Некоторые вообще отучались ходить в магазин. Было у нас семейство с изящной фамилией Вильям-Вильмонт. Николай Николаевич Вильям-Вильмонт, известный переводчик, и его домочадцы. Наверное, они дочиста подъедали все припасы, потому что в понедельник всей семьей нетерпеливо топтались у калитки, ожидая, когда в переулок завернет долгожданный пикап с заказами.
Пикап медленно объезжал все дачи. Останавливался у калитки. Водитель-продавец-кассир отыскивал нужный заказ и собственноручно тащил его в дом. За что и получал копеек тридцать. Или сорок. По тогдашним меркам очень даже ничего.
Оголодавшие дачники тут же начинали разворачивать пакеты. Водитель, пожилой дядя в белом форменном халате, брал в руки коробочку сыра "Виола", вглядывался в синеглазую финскую деву с соломенными волосами и вздыхал:
- Вот ведь красивая женщина… Разве в жизни такую встретишь?

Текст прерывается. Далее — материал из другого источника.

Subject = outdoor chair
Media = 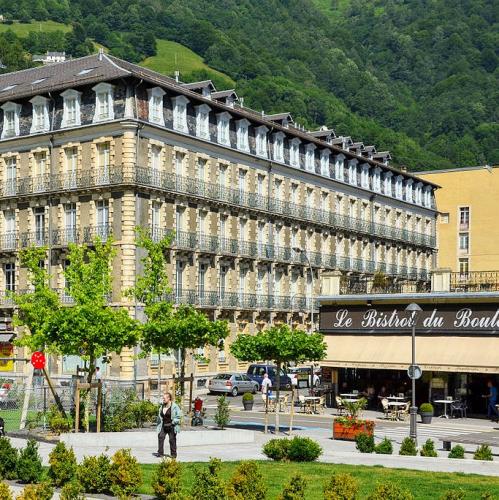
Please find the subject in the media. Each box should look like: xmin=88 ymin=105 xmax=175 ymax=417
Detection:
xmin=317 ymin=396 xmax=326 ymax=414
xmin=279 ymin=395 xmax=289 ymax=413
xmin=451 ymin=400 xmax=466 ymax=418
xmin=397 ymin=402 xmax=410 ymax=421
xmin=261 ymin=394 xmax=275 ymax=412
xmin=299 ymin=394 xmax=307 ymax=413
xmin=335 ymin=396 xmax=345 ymax=415
xmin=381 ymin=398 xmax=395 ymax=420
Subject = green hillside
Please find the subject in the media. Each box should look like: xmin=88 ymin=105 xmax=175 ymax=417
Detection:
xmin=0 ymin=20 xmax=70 ymax=36
xmin=141 ymin=40 xmax=234 ymax=89
xmin=0 ymin=0 xmax=496 ymax=171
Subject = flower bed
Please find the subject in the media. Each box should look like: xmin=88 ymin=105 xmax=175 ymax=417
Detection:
xmin=333 ymin=417 xmax=375 ymax=441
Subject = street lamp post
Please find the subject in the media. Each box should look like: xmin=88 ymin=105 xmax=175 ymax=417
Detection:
xmin=293 ymin=247 xmax=314 ymax=332
xmin=405 ymin=302 xmax=422 ymax=443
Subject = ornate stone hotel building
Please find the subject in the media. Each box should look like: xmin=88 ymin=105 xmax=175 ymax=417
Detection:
xmin=0 ymin=51 xmax=438 ymax=384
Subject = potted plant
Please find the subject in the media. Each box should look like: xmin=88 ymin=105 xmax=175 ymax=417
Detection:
xmin=419 ymin=403 xmax=434 ymax=424
xmin=242 ymin=392 xmax=254 ymax=411
xmin=333 ymin=398 xmax=375 ymax=441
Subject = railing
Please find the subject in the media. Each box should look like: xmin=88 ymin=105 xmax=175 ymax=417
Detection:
xmin=83 ymin=225 xmax=111 ymax=243
xmin=168 ymin=289 xmax=319 ymax=311
xmin=135 ymin=169 xmax=436 ymax=249
xmin=450 ymin=271 xmax=499 ymax=292
xmin=51 ymin=228 xmax=80 ymax=246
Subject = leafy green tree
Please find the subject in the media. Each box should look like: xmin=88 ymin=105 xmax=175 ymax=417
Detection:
xmin=230 ymin=324 xmax=326 ymax=432
xmin=130 ymin=229 xmax=229 ymax=394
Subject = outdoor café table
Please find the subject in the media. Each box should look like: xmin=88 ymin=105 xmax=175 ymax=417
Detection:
xmin=434 ymin=399 xmax=455 ymax=419
xmin=303 ymin=396 xmax=321 ymax=413
xmin=340 ymin=393 xmax=360 ymax=399
xmin=387 ymin=401 xmax=407 ymax=420
xmin=387 ymin=396 xmax=406 ymax=401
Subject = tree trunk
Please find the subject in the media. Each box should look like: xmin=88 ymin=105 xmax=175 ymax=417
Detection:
xmin=179 ymin=348 xmax=186 ymax=396
xmin=84 ymin=356 xmax=95 ymax=432
xmin=275 ymin=360 xmax=281 ymax=434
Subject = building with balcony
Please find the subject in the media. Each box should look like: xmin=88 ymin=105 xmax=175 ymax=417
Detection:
xmin=418 ymin=165 xmax=499 ymax=275
xmin=0 ymin=50 xmax=438 ymax=385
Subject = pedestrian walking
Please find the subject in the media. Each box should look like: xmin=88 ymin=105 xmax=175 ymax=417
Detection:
xmin=261 ymin=372 xmax=272 ymax=396
xmin=482 ymin=380 xmax=498 ymax=422
xmin=154 ymin=392 xmax=182 ymax=458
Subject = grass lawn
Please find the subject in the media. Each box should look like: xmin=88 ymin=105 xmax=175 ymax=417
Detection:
xmin=141 ymin=39 xmax=234 ymax=87
xmin=0 ymin=20 xmax=70 ymax=37
xmin=139 ymin=461 xmax=499 ymax=499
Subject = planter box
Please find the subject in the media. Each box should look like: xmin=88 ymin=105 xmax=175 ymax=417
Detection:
xmin=333 ymin=420 xmax=375 ymax=441
xmin=243 ymin=401 xmax=254 ymax=411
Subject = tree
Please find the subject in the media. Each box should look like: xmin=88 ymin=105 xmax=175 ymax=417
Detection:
xmin=15 ymin=239 xmax=138 ymax=385
xmin=130 ymin=229 xmax=230 ymax=394
xmin=230 ymin=324 xmax=326 ymax=433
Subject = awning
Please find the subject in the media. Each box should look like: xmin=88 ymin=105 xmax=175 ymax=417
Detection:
xmin=0 ymin=333 xmax=14 ymax=343
xmin=323 ymin=335 xmax=499 ymax=374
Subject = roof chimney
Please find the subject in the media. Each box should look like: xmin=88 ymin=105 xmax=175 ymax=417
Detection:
xmin=174 ymin=71 xmax=179 ymax=83
xmin=240 ymin=97 xmax=244 ymax=108
xmin=98 ymin=48 xmax=104 ymax=61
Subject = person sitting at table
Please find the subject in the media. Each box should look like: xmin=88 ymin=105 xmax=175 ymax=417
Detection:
xmin=377 ymin=386 xmax=388 ymax=410
xmin=362 ymin=385 xmax=376 ymax=409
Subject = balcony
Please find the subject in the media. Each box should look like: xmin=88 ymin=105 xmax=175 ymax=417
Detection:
xmin=20 ymin=230 xmax=48 ymax=248
xmin=51 ymin=228 xmax=80 ymax=246
xmin=169 ymin=289 xmax=319 ymax=312
xmin=450 ymin=271 xmax=499 ymax=293
xmin=83 ymin=225 xmax=111 ymax=243
xmin=0 ymin=232 xmax=18 ymax=252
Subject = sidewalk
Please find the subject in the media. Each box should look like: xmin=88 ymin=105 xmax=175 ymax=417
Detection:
xmin=7 ymin=421 xmax=499 ymax=477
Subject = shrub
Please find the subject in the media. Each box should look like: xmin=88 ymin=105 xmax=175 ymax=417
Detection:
xmin=367 ymin=482 xmax=414 ymax=500
xmin=374 ymin=437 xmax=393 ymax=455
xmin=474 ymin=444 xmax=493 ymax=461
xmin=323 ymin=472 xmax=359 ymax=500
xmin=77 ymin=454 xmax=111 ymax=494
xmin=287 ymin=436 xmax=322 ymax=462
xmin=481 ymin=492 xmax=494 ymax=500
xmin=227 ymin=461 xmax=266 ymax=500
xmin=191 ymin=458 xmax=228 ymax=500
xmin=242 ymin=392 xmax=254 ymax=401
xmin=214 ymin=395 xmax=231 ymax=429
xmin=16 ymin=482 xmax=54 ymax=500
xmin=278 ymin=473 xmax=307 ymax=500
xmin=152 ymin=458 xmax=183 ymax=500
xmin=47 ymin=405 xmax=72 ymax=435
xmin=60 ymin=480 xmax=85 ymax=500
xmin=102 ymin=387 xmax=138 ymax=432
xmin=129 ymin=400 xmax=157 ymax=428
xmin=448 ymin=445 xmax=465 ymax=459
xmin=48 ymin=442 xmax=77 ymax=487
xmin=16 ymin=439 xmax=44 ymax=484
xmin=0 ymin=482 xmax=13 ymax=500
xmin=0 ymin=436 xmax=18 ymax=479
xmin=262 ymin=438 xmax=291 ymax=461
xmin=420 ymin=439 xmax=438 ymax=457
xmin=440 ymin=489 xmax=465 ymax=500
xmin=419 ymin=403 xmax=434 ymax=413
xmin=108 ymin=448 xmax=142 ymax=498
xmin=355 ymin=432 xmax=375 ymax=453
xmin=399 ymin=437 xmax=417 ymax=456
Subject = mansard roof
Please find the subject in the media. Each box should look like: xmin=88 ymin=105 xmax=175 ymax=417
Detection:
xmin=309 ymin=128 xmax=336 ymax=139
xmin=265 ymin=112 xmax=294 ymax=125
xmin=212 ymin=89 xmax=238 ymax=100
xmin=181 ymin=80 xmax=217 ymax=92
xmin=0 ymin=52 xmax=438 ymax=188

Он часто брал с собой жену - подышать свежим воздухом. Развезти все заказы занимало часа полтора по меньшей мере. А она гуляла по аллеям нашего поселка. Я ее всегда видел со спины. Грузноватая тетенька в теплой кофте, медленно переставляющая свои немолодые ноги.
Да, а при чем тут Марина Цветаева? А Марина Цветаева вот при чем.

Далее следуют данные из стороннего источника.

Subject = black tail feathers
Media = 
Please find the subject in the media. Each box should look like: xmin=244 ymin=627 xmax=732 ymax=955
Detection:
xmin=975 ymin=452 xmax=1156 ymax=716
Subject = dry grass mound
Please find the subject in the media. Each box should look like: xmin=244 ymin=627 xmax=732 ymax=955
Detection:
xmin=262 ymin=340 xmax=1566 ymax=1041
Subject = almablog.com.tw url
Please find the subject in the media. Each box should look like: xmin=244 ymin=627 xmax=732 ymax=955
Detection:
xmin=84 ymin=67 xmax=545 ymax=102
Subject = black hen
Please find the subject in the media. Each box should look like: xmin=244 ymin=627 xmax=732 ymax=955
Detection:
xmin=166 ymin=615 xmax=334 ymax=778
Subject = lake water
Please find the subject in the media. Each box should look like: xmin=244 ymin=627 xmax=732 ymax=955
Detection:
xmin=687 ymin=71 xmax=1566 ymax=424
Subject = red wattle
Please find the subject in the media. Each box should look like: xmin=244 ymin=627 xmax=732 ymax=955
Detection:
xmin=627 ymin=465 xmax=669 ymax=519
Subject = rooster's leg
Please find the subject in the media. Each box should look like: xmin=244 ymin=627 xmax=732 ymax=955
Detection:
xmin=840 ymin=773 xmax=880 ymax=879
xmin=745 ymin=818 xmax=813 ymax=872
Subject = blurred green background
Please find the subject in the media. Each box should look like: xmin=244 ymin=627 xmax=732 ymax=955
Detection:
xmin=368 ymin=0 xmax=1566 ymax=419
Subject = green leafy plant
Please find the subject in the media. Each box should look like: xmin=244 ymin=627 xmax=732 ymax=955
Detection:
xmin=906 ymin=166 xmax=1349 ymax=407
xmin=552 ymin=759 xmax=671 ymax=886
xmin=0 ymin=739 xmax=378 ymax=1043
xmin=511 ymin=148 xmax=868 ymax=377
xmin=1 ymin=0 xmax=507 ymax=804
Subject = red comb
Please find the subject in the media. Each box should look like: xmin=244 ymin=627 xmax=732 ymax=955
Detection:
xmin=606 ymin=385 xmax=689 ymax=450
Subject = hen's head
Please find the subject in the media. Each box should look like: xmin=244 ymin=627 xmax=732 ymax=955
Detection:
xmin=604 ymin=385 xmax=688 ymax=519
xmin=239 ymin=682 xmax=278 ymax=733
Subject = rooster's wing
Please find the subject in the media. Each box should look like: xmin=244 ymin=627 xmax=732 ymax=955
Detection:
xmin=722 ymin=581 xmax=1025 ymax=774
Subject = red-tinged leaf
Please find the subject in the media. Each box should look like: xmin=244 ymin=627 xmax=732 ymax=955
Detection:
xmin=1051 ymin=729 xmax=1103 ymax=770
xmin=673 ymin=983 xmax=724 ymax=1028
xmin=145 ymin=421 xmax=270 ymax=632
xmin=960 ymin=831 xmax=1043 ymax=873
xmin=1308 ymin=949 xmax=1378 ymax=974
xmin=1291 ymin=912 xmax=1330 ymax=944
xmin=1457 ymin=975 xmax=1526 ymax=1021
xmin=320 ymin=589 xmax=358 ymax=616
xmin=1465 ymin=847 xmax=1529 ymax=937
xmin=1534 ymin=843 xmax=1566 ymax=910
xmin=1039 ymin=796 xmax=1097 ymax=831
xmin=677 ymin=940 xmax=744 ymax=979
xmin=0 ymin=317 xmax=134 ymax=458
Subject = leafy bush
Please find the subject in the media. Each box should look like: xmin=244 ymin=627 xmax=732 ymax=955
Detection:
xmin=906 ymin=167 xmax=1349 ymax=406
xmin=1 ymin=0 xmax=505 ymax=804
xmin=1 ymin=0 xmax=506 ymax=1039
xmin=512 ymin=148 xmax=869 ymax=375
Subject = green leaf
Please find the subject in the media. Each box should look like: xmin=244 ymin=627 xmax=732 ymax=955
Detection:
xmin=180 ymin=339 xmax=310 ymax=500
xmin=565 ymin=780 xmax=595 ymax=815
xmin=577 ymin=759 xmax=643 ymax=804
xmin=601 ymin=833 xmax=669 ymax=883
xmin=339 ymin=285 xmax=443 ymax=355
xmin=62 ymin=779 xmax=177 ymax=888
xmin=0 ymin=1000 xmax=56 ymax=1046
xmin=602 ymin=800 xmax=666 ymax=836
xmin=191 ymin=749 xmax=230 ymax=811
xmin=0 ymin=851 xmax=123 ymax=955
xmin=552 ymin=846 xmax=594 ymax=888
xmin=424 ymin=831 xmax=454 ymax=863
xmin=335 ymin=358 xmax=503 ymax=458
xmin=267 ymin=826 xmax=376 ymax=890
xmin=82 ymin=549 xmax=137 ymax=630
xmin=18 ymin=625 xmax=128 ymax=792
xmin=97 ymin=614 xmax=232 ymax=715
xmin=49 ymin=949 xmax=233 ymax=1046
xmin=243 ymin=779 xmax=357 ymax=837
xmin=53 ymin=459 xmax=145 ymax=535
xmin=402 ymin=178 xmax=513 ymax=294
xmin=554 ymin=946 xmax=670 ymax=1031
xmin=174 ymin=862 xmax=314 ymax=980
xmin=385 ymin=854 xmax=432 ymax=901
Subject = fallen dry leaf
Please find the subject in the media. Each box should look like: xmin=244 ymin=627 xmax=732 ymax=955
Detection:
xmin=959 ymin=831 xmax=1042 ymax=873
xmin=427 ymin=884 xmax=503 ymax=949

В сороковом году, уже вернувшись в СССР, она была влюблена в Николая Николаевича Вильям-Вильмонта. А он, молодой и красивый, говорил своей домработнице:
- Если придет такая худая старушка, скажите, что меня нет дома.

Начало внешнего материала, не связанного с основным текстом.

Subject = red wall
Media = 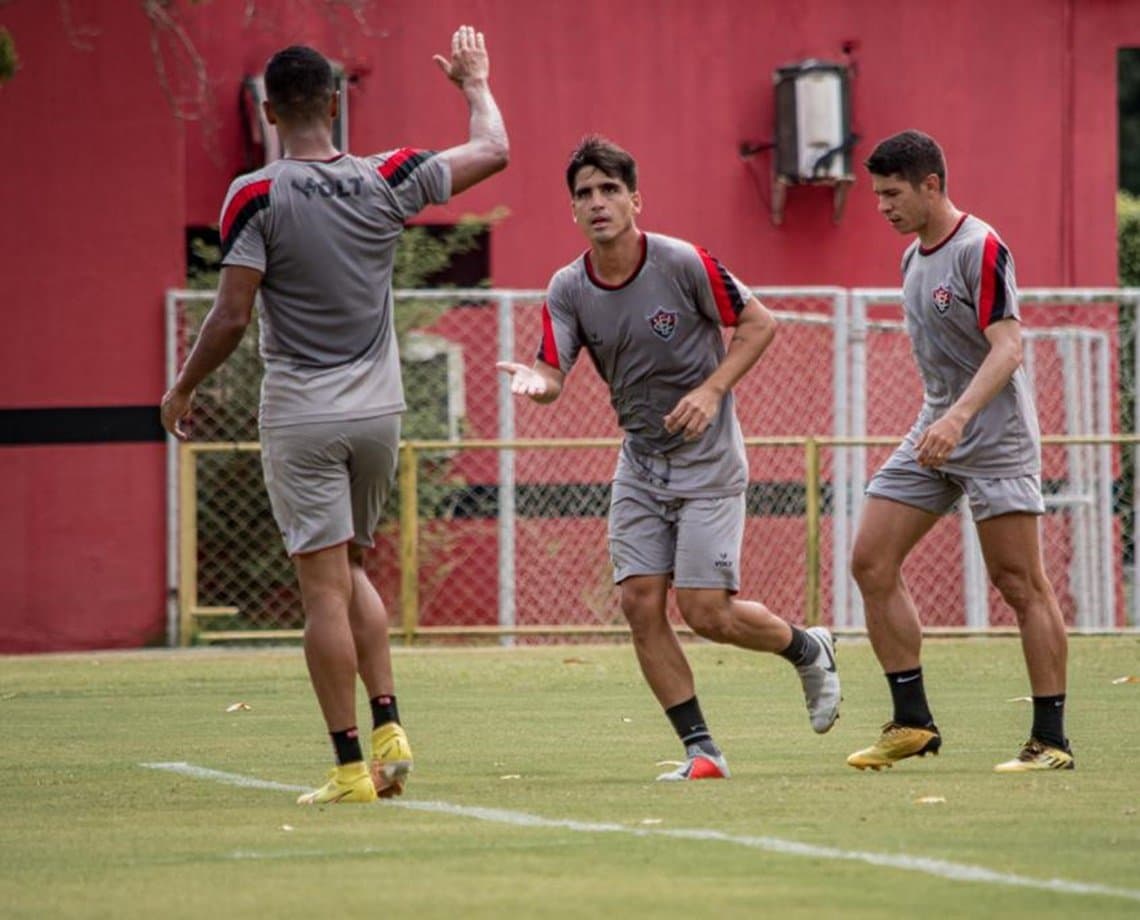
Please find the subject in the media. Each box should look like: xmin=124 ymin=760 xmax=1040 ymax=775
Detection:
xmin=0 ymin=0 xmax=1136 ymax=650
xmin=1 ymin=3 xmax=183 ymax=651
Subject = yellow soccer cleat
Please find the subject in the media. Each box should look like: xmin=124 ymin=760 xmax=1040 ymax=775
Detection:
xmin=296 ymin=761 xmax=377 ymax=805
xmin=993 ymin=738 xmax=1075 ymax=773
xmin=847 ymin=722 xmax=942 ymax=771
xmin=371 ymin=722 xmax=414 ymax=798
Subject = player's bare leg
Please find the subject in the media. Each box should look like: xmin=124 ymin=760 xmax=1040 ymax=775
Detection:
xmin=977 ymin=513 xmax=1067 ymax=694
xmin=676 ymin=588 xmax=840 ymax=733
xmin=847 ymin=497 xmax=943 ymax=769
xmin=293 ymin=543 xmax=376 ymax=803
xmin=347 ymin=544 xmax=394 ymax=698
xmin=621 ymin=574 xmax=694 ymax=708
xmin=620 ymin=574 xmax=728 ymax=780
xmin=295 ymin=543 xmax=358 ymax=731
xmin=345 ymin=543 xmax=412 ymax=796
xmin=675 ymin=588 xmax=792 ymax=652
xmin=850 ymin=497 xmax=940 ymax=671
xmin=978 ymin=512 xmax=1073 ymax=771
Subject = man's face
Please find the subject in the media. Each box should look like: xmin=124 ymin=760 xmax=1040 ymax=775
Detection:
xmin=870 ymin=172 xmax=937 ymax=235
xmin=570 ymin=166 xmax=641 ymax=244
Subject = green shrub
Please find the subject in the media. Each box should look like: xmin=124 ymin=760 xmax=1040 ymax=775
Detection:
xmin=1119 ymin=191 xmax=1140 ymax=286
xmin=0 ymin=29 xmax=19 ymax=84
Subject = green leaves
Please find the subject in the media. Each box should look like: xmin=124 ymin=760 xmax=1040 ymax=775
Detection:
xmin=1118 ymin=191 xmax=1140 ymax=286
xmin=0 ymin=28 xmax=19 ymax=84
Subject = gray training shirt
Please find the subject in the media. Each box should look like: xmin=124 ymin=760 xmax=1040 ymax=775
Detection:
xmin=219 ymin=149 xmax=452 ymax=428
xmin=537 ymin=232 xmax=753 ymax=498
xmin=897 ymin=213 xmax=1040 ymax=476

А в соседнем переулке жил человек, который чуть ли не собственноручно вынимал Цветаеву из петли 31 августа 1941 года.
Дачное. Песни
Вижу дом ее номер один
Жалко, что я не снимал улицы и дома нашего поселка год за годом, с 1964-го (когда первый раз взял в руки фотокамеру) и до сего дня. Цены бы не было такой серии. Показать, как все менялось. Как великолепные по меркам 1960-х загородные виллы превращались в 1990-е и особенно в 2000-е в скромные домики под боком у других вилл. А некоторые вовсе исчезали. Увы, увы. Остается только вспоминать.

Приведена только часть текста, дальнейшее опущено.